Exponential functions are fundamental in mathematics and appear frequently in various fields such as science, engineering, and even finance. They have the general form \( e^{bx} \), where \( e \) is the base of the natural logarithm, approximately equal to 2.71828. In our integral example \( \int 2 e^{5x} \, dx \), the expression \( e^{5x} \) represents an exponential function. The exponent \( 5x \) means this function grows at a rate that is five times whatever value \( x \) takes on.
You might recognize exponential functions by their characteristic curve that grows rapidly and becomes steeper as \( x \) increases. This rapid increase is precisely what makes exponential functions unique and powerful tools for modeling real-world scenarios such as interest calculations in finance or population growth models.
Some key features of exponential functions include:

• They always yield positive results irrespective of the value of \( x \).
• The derivative of an exponential function \( e^{bx} \) gets you back the same function scaled by its rate of growth, \( b \).

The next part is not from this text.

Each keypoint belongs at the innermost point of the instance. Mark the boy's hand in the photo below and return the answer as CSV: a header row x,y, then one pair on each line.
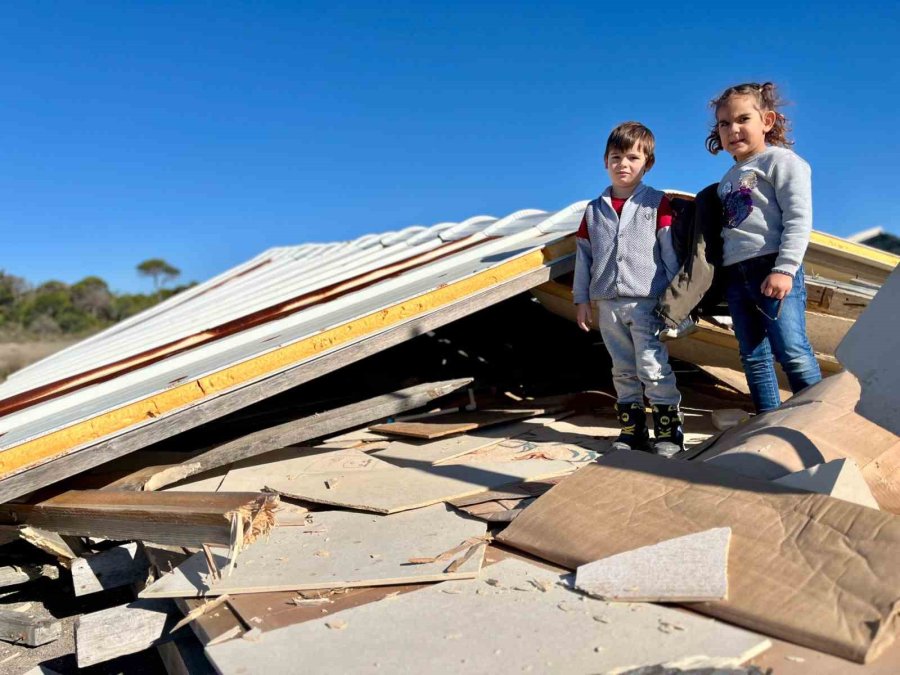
x,y
777,285
583,315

Recognizing the exponential function within an integral allows us to apply specific integration techniques tailored to it.

Integration techniques are methods used to find the antiderivative or integral of a function. When dealing with exponential functions like \( e^{bx} \), the approach involves recognizing patterns and using known integral rules. In this case, we specifically use the rule for exponential integrals: the integral of \( e^{bx} \) is \( \frac{1}{b} e^{bx} \). This technique is straightforward once you identify the exponent's coefficient.
The steps applied in our example involve:

• Identifying constants such as the coefficient of \( e^{bx} \). Here, it is 2, which we can factor out from the integral \( \int 2 e^{5x} \, dx \).
• Using the integral rule for \( e^{bx} \), meaning we multiply \( e^{bx} \) by the reciprocal of its rate of growth \( b \). In this exercise, \( b = 5 \), so we multiply \( e^{5x} \) by \( \frac{1}{5} \).

This method, combined with algebraic manipulation of constants, simplifies the integration process and allows for easy computation of the integral. Integration techniques cater to different kinds of functions, each with unique rules to make the process systematic and efficient.

When performing indefinite integration, such as with \( \int 2 e^{5x} \, dx \), it is crucial to incorporate the constant of integration, denoted by \( C \). The reason for this is that the process of integration determines a family of functions, each of which differs by a constant.
Therefore, not including \( C \) would imply missing out on an infinite number of possible antiderivatives. Each of those antiderivatives could validate different initial conditions or constraints in applied problem-solving scenarios.
Here's how it works:

• The constant of integration accounts for any vertical shifts of the integral's graph on a plane.
• Without \( C \), the solution would not encompass all potential functions that the antiderivative represents.

In mathematical problems, once specific conditions are given (like a point the function passes through), you can determine the exact value of \( C \). Until such conditions are specified, the integration will always reflect \( +C \) to represent all possible antiderivatives. In summary, it completes the picture, ensuring no mathematical stone is left unturned.